现在我们需要设计\(p\) 和 \(\pi(p|q)\)。一个最简单的方法是令 \(p|q\sim\mathcal N(0,1)\)。另外,有两个主流的设计\(p\)的方法:Euclidean-Gaussian Kinetic Energies, \(p|q\sim\mathcal N(0,M)\) and \(M\) is defined as Euclidean metric, or mass in physic, thus \(K(p,q) = 0.5p^TMp+\log(|M|) + const.\);Riemannian-Gaussian Kinetic Energies, where \(p|q\sim\mathcal N(0,\Sigma(q))\), thus \(K(p,q) = 0.5p^T\Sigma^{-1}(q)p+\log(|\Sigma(q)|) + const.\)。此外还有non-Gaussian kinetic energies,它们的长尾特性可能可以提高模型效果,但是实践上效果往往很差。
另一个重要的变量是\(t\)。Basically for distribution family of target densities \(\pi_\beta(q)\propto\exp(-|q|^\beta)\), the optimal time is \(T_{optimal}(q,p)\propto (H(q,p))^\frac{2-\beta}{\beta}\), but it should be tuned dynamically in practice.
我们可以先用\(p\sim\pi(p|q)\)采样,然后对Hamilton’s equations积分一段时间来得到轨迹\((q,p)\rightarrow\phi_t(q,p)\),然后投影消除掉\(p\)得到\(q'\)。但是直接对微分方程积分很困难,实践上,我们可以用symplectic integrator来近似,比如 leapfrog algorithm:
- Initialize \(q_0, p_0\).
- for \(0\le n< T/\epsilon\):
- \(p_{n+\frac{1}{2}} = p_n + \frac{\epsilon}{2}\frac{\partial p}{\partial t}\)

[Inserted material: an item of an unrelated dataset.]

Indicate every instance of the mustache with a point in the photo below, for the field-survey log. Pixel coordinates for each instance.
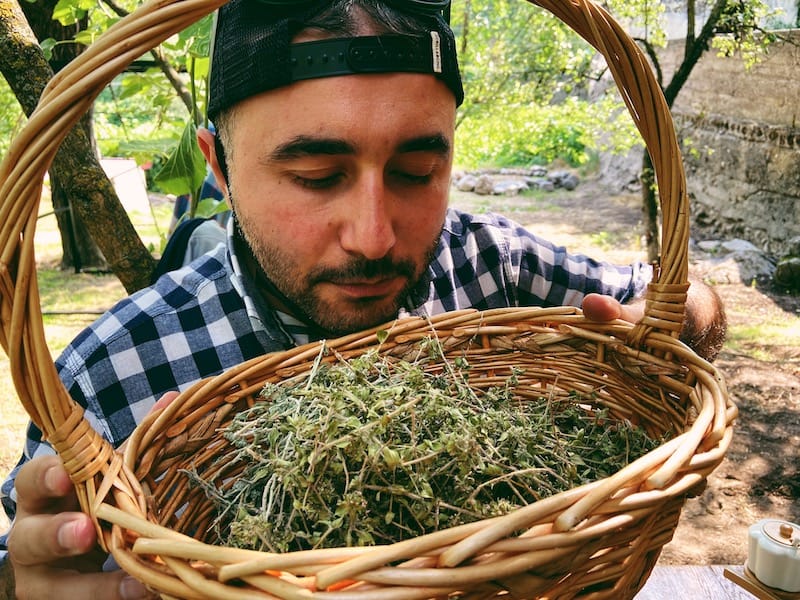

- \(q_{n+q} = q_n + \epsilon\frac{\partial q}{\partial t}\)
- \(p_{n+1} = p_n + \frac{\epsilon}{2}\frac{\partial p_{n+\frac{1}{2}}}{\partial t}\)
注意\(\frac{\partial p}{\partial t}\) and \(\frac{\partial q}{\partial t}\) 需要替换为 Hamiltonian equations。我们还可以对Integrator调参来得到更好的结果。
积分后,我们得到一个新的\(q\) 作为proposal,acceptance coefficient为:
$$ a(q',p'|q,p) = \min{1,\frac{\pi(q',p')\mathbb Q(q,p|q',p')}{\pi(q,p)\mathbb Q(q',p'|q,p)}} $$
\(\mathbb Q(q,p|q_0,p_0)=\delta(q-q_L)\delta(p-p_L)\), \(q_L\) and \(p_L\) are the end point of the trajectory \((q_0,p_0)\rightarrow(q_L,p_L)\). 给定初始状态\((q_0,p_0)\),这个变换总是可以沿着Hamiltonian equations积分给出轨迹的终点。In the notation above we write \((p',q')\) instead of \((p_L,q_L)\) and \((p,q)\) instead of \((p_0,q_0)\), so it’s obvious that \(\mathbb Q(q',p'|q,p) = \delta(q'-q')\delta(p'-p') = 1\). However, if we inverse it, starting with \((q_L,p_L)\), it won’t go back to \((q_0,p_0)\) (definition of momentum), but go to \((q_{2L},p_{2L})\). So \(\mathbb Q(q,p|q',p') = \delta(q-q_{2L})\delta(p-p_{2L}) = 0\) and \(a = 0\), i.e. always reject the proposal. To fix this, we can flip the sign of momentum after we finish integrating: \((q_0,p_0)\rightarrow(q_L,-p_L)\), then inverse: \((q_L,-p_L)\rightarrow(q_0,-(-p_0))\). We also change the definition of \(\mathbb Q\):
$$ \mathbb Q(q,p|q_0,p_0)=\delta(q-q_L)\delta(p+p_L) $$
then we have (note the changes of notation)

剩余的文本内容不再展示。